GS-Playground: A High-Throughput Photorealistic Simulator for Vision-Informed Robot Learning

Yufei Jia,Heng Zhang,Ziheng Zhang,Junzhe Wu,Mingrui Yu,Zifan Wang,Dixuan Jiang,Zheng Li,Chenyu Cao,Zhuoyuan Yu,Xun Yang,Haizhou Ge,Yuchi Zhang,Jiayuan Zhang,Zhenbiao Huang,Tianle Liu,Shenyu Chen,Jiacheng Wang,Bin Xie,Xuran Yao,Xiwa Deng,Guangyu Wang,Jinzhi Zhang,Lei Hao,Zhixing Chen,Yuxiang Chen,Anqi Wang,Hongyun Tian,Yiyi Yan,Zhanxiang Cao,Yizhou Jiang,Hanyang Shao,Yue Li,Lu Shi,Bokui Chen,Wei Sui,Hanqing Cui,Yusen Qin,Ruqi Huang,Lei Han,Tiancai Wang,Guyue Zhou

from arxiv, Robotics: Science and Systems 2026

Embodied AI research is undergoing a shift toward vision-centric perceptual paradigms. While massively parallel simulators have catalyzed breakthroughs in proprioception-based locomotion, their potential remains largely untapped for vision-informed tasks due to the prohibitive computational overhead of large-scale photorealistic rendering. Furthermore, the creation of simulation-ready 3D assets heavily relies on labor-intensive manual modeling, while the significant sim-to-real physical gap hinders the transfer of contact-rich manipulation policies. To address these bottlenecks, we propose GS-Playground, a multi-modal simulation framework designed to accelerate end-to-end perceptual learning. We develop a novel high-performance parallel physics engine, specifically designed to integrate with a batch 3D Gaussian Splatting (3DGS) rendering pipeline to ensure high-fidelity synchronization. Our system achieves a breakthrough throughput of 10^4 FPS at 640x480 resolution, significantly lowering the barrier for large-scale visual RL. Additionally, we introduce an automated Real2Sim workflow that reconstructs photorealistic, physically consistent, and memory-efficient environments, streamlining the generation of complex simulation-ready scenes. Extensive experiments on locomotion, navigation, and manipulation demonstrate that GS-Playground effectively bridges the perceptual and physical gaps across diverse embodied tasks. Project homepage: https://gsplayground.github.io.

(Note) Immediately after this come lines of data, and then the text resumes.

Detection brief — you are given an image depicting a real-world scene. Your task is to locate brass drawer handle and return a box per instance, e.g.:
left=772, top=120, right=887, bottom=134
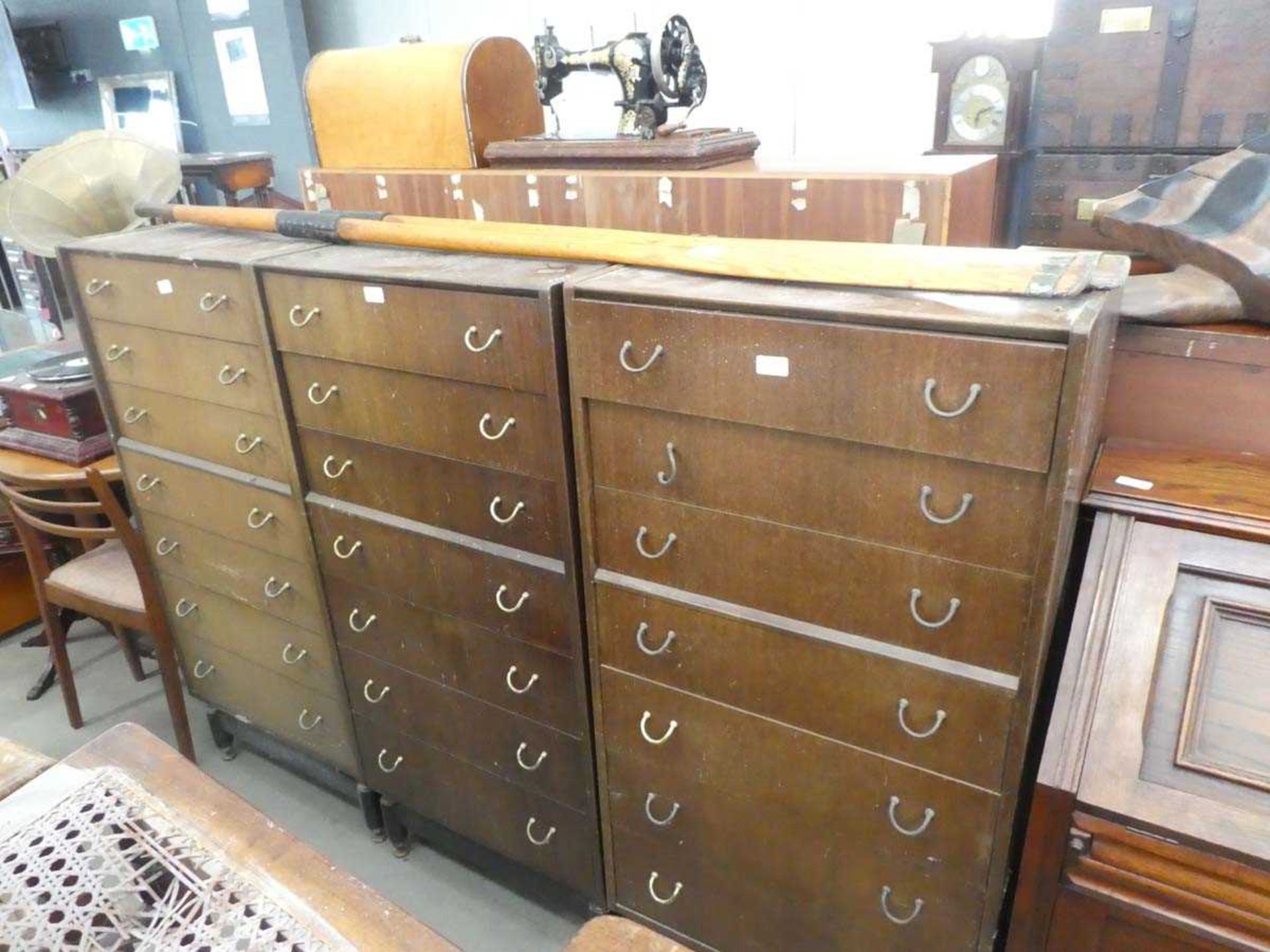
left=635, top=526, right=678, bottom=559
left=330, top=536, right=362, bottom=559
left=908, top=589, right=961, bottom=631
left=362, top=678, right=392, bottom=705
left=635, top=622, right=675, bottom=658
left=648, top=872, right=683, bottom=906
left=321, top=456, right=353, bottom=480
left=464, top=324, right=503, bottom=354
left=507, top=664, right=538, bottom=694
left=374, top=748, right=405, bottom=773
left=881, top=886, right=923, bottom=926
left=917, top=486, right=974, bottom=526
left=644, top=793, right=679, bottom=826
left=922, top=377, right=983, bottom=420
left=494, top=585, right=530, bottom=614
left=896, top=697, right=947, bottom=740
left=525, top=816, right=555, bottom=847
left=287, top=305, right=321, bottom=327
left=639, top=711, right=679, bottom=746
left=886, top=796, right=935, bottom=836
left=489, top=496, right=525, bottom=526
left=617, top=340, right=665, bottom=373
left=516, top=740, right=548, bottom=772
left=476, top=414, right=516, bottom=442
left=348, top=608, right=378, bottom=635
left=308, top=381, right=339, bottom=406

翻译：具身人工智能研究正经历向视觉中心感知范式的转变。尽管大规模并行仿真器已推动基于本体感知的运动控制取得突破，但由于大规模逼真渲染带来的高昂计算开销，其在视觉驱动任务中的潜力仍未充分开发。此外，创建可直接用于仿真的三维资产高度依赖人工建模，而显著的仿真到现实物理差距则阻碍了接触式操作策略的迁移。为应对上述瓶颈，我们提出GS-Playground——一种旨在加速端到端感知学习的多模态仿真框架。我们开发了一种新型高性能并行物理引擎，其专门设计用于与批处理三维高斯泼溅渲染流水线集成，以确保高保真同步。该系统在640×480分辨率下实现了每秒10^4帧的突破性吞吐量，显著降低了大规模视觉强化学习的应用门槛。同时，我们引入了一种自动化真实到仿真工作流，用于重建具有逼真视觉效果、物理一致性及内存高效性的环境，简化了复杂仿真就绪场景的生成。在运动控制、导航和操作任务上的广泛实验表明，GS-Playground有效弥合了不同具身任务中的感知与物理差距。项目主页：https://gsplayground.github.io。